На улице, у входа в зал, какие-то молодые люди разбрасывали профашистские листовки: "Моравиа, Леви, Пазолини - не встречайтесь с русскими!" Но встреча произошла.

По итальянскому обычаю, никакой специальной подготовки не было. Председательствующий Алатри (генеральный секретарь общества "Италия−СССР") давал слово по своему выбору, и каждый говорил что хотел.

На мой взгляд, дискуссия - по началу своему - носила излишне академический, теоретический и, я бы сказал, даже абстрактный характер. Мне кажется, она была бы интереснее и плодотворнее, если бы опиралась на какие-то конкретные примеры - книги, фильмы, статьи, если бы выступающие поменьше оперировали общими понятиями. В своем небольшом выступлении я об этом говорил, сказав, между прочим, что мне гораздо легче было бы выступать, если б я посмотрел, допустим, нашумевший сейчас в Италии, да и во всей Европе фильм Пазолини "Аккатоне". Дело не в том, что я мог бы потом высказать свои претензии автору или, наоборот, поблагодарить его (с великим наслаждением посмотрев позднее этот фильм, я смог осуществить второе), а в том, что мы почти не знаем итальянской критики, так же как итальянцы нашей (в меньшей, правда, степени). Не знаем, что друг о друге пишем. Вот и поговорили бы, поспорили. Мне кажется, что "Аккатоне" как раз и есть тот фильм, на котором можно скрестить оружие в спорах о путях и направлениях современной кинематографии, да и искусства вообще. Если б к тому же мы смогли привезти с собой новый советский фильм А. Тарковского "Иваново детство" (появись мы на десять дней позже, мы могли бы взять его с собой, он был бы совсем уже готов), дискуссия затянулась бы дня на два, а то и на три.

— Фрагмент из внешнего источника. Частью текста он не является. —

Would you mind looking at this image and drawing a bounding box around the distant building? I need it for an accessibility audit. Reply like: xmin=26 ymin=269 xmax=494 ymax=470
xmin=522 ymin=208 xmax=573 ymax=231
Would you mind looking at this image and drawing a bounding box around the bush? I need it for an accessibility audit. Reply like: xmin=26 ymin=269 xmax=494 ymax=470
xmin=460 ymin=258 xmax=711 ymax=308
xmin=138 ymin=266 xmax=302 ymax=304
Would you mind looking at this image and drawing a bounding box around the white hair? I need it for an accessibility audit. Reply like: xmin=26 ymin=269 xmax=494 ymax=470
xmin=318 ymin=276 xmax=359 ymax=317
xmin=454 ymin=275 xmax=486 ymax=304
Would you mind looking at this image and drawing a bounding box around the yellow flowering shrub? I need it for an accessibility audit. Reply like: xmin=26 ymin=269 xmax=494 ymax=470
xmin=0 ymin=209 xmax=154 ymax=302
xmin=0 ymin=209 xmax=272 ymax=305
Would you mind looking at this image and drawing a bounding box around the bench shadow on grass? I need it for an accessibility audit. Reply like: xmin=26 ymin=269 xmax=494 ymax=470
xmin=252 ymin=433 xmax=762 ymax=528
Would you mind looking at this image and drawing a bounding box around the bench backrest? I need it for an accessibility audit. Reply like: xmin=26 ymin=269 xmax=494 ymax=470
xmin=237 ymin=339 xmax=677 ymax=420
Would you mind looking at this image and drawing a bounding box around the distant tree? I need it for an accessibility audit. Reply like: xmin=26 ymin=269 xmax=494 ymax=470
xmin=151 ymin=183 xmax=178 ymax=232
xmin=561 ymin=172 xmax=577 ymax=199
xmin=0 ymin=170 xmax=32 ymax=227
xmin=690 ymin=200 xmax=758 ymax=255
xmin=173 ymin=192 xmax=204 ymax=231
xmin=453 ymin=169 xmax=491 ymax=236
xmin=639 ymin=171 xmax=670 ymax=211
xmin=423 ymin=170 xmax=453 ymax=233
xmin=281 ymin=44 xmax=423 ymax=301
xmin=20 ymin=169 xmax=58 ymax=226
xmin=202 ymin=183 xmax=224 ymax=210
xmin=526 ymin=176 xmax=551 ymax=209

Принимать участие в дискуссии, в которой между тобой, твоими оппонентами и зрителем находится пусть даже самый превосходный, как было у нас, например, переводчик, очень трудно. Об этом, кстати, говорил Пазолини, посетовавший на то, что латынь - язык гуманизма, как он сказал, - дважды сыграла с ним в этой дискуссии злую шутку. Но о Пазолини позже. До него (а он говорил дважды) выступали Пьовене, Моравиа, Леви, Сурков, Панова, Твардовский (кстати, тоже дважды выступавший и именно в связи со вторым выступлением Пазолини).